Le detroit d’Ormuz n’est ni ouvert ni fermé

Le détroit d’Ormuz n’est plus fermé. Il n’est plus ouvert.

C’est du jamais vu : un corridor autorisé géré par le Corps des gardiens de la révolution islamique, au prix de 2 millions de dollars par navire, payable en yuans.

Trois navires ont transité ces dernières 24 heures.

Trois seulement. Contre une moyenne d’avant-guerre de 60 par jour. Débit total : 310 000 tonnes de port en lourd. Soit 3 % du débit normal. Quatre cents navires patientent actuellement à l’extérieur du détroit. Cent cinquante pétroliers, cent vingt vraquiers et cent trente autres navires attendent l’autorisation de la marine des Gardiens de la révolution pour emprunter le chenal de 5 milles nautiques situé entre les îles de Larak et de Qeshm, dans les eaux territoriales iraniennes.
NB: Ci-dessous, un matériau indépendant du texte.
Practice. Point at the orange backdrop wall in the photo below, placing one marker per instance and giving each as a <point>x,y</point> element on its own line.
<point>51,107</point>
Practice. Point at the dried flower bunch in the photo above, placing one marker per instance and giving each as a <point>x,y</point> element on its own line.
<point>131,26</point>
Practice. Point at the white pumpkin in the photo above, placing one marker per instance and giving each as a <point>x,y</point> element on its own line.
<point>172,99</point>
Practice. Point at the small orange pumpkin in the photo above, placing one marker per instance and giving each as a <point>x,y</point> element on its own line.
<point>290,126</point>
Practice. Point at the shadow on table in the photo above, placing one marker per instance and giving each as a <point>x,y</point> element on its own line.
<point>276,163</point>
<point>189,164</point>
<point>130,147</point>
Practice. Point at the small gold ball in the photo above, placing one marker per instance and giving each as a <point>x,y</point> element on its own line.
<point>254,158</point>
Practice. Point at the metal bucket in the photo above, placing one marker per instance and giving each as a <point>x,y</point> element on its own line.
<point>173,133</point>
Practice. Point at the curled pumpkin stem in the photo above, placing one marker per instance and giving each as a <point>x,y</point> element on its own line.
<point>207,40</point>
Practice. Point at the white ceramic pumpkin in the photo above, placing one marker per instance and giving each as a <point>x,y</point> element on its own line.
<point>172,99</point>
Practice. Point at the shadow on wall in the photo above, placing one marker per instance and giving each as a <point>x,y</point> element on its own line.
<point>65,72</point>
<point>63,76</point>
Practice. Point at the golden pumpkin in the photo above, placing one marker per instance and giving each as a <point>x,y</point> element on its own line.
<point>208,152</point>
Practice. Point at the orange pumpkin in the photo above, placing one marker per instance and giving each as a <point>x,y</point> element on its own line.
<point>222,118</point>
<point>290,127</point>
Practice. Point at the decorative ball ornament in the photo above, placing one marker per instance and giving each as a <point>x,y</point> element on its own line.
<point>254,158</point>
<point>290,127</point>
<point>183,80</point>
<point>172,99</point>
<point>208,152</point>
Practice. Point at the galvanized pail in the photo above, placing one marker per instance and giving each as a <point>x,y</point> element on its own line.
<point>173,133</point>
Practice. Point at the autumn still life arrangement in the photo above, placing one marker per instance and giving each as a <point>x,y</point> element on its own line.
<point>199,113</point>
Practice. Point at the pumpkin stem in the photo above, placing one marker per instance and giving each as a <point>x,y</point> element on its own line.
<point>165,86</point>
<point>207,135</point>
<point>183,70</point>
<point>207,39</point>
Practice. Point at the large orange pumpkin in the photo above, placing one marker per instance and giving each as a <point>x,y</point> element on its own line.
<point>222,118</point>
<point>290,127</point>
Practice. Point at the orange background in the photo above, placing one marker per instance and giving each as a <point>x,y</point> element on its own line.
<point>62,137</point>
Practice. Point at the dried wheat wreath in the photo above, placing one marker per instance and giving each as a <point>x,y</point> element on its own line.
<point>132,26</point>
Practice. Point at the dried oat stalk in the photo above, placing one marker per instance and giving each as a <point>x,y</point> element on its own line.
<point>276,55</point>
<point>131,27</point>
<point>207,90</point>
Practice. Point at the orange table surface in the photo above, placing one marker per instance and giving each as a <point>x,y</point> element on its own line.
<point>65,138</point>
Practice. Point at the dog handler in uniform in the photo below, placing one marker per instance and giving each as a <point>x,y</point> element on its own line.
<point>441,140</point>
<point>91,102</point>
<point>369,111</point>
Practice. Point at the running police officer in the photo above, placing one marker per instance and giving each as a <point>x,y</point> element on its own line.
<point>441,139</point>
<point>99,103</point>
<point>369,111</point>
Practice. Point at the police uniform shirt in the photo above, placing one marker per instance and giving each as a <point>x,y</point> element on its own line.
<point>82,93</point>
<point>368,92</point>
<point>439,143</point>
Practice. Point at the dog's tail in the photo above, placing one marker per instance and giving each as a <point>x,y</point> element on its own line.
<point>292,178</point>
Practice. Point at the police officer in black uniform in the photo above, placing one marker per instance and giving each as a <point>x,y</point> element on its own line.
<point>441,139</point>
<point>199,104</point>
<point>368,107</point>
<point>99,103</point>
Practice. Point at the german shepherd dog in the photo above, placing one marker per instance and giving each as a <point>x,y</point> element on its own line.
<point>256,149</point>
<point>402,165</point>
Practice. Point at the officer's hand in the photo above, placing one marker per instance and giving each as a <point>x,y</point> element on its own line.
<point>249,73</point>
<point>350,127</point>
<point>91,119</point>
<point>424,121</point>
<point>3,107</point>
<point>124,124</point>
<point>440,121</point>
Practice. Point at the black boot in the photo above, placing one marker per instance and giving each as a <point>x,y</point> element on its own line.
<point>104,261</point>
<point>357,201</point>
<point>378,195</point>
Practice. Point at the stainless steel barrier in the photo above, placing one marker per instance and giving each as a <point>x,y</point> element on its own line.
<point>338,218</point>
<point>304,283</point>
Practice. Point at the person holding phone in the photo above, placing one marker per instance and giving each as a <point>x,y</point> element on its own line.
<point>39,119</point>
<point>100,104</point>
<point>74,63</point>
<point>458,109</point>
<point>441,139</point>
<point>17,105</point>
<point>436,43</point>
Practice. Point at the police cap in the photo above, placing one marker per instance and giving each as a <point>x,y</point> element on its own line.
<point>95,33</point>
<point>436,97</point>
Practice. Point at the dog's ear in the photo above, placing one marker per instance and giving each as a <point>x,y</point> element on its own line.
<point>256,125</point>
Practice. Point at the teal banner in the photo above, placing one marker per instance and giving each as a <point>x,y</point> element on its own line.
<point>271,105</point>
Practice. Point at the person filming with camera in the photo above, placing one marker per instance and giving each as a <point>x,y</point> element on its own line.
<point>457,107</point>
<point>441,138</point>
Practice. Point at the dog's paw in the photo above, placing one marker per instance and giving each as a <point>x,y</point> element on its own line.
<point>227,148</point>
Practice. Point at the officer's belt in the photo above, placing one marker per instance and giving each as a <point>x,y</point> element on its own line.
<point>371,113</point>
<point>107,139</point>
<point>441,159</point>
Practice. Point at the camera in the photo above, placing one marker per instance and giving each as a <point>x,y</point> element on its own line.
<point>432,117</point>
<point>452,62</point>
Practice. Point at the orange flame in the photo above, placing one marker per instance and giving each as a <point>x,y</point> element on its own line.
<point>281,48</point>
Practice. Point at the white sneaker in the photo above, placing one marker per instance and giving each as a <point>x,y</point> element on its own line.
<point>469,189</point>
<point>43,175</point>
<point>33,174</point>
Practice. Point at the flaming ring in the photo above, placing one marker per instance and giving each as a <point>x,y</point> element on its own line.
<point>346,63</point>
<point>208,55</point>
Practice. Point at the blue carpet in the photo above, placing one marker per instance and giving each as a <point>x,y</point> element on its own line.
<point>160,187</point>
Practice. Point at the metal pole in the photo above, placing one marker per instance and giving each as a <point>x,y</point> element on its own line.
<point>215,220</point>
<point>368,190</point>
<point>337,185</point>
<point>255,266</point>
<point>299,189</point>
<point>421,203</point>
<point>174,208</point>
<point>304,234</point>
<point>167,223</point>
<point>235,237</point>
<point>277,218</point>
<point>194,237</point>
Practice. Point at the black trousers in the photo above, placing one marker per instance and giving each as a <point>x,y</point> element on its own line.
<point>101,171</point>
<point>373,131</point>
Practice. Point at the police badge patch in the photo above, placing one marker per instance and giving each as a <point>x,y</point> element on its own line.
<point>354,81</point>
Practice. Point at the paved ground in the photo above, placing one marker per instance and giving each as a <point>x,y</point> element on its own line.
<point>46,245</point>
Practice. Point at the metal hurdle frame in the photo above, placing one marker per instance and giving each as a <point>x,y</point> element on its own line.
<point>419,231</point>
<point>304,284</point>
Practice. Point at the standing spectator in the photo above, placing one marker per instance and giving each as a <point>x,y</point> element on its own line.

Voici comment fonctionne le contrôle d’accès. Un armateur contacte des intermédiaires agréés liés aux Gardiens de la révolution islamique (CGRI) et leur soumet une documentation complète : numéro IMO, chaîne de propriété, manifeste de cargaison, destination et liste d’équipage. Les intermédiaires transmettent le dossier au commandement provincial d’Hormozgan de la marine des CGRI pour vérification des sanctions, contrôle de la conformité de la cargaison (le pétrole étant prioritaire sur toutes les autres matières premières) et analyse géopolitique.

Le coût est d’environ 2 millions de dollars par pétrolier. Pour un VLCC transportant 2 millions de barils, cela représente 1 dollar par baril. La devise privilégiée est le yuan. Si le navire est autorisé à passer, les CGRI délivrent un code d’autorisation et des instructions de route. À l’approche, un appel radio VHF, une vérification AIS et une escorte de patrouilleurs sont effectués. Un seul navire à la fois. Par le chenal le plus étroit de la voie navigable la plus importante au monde.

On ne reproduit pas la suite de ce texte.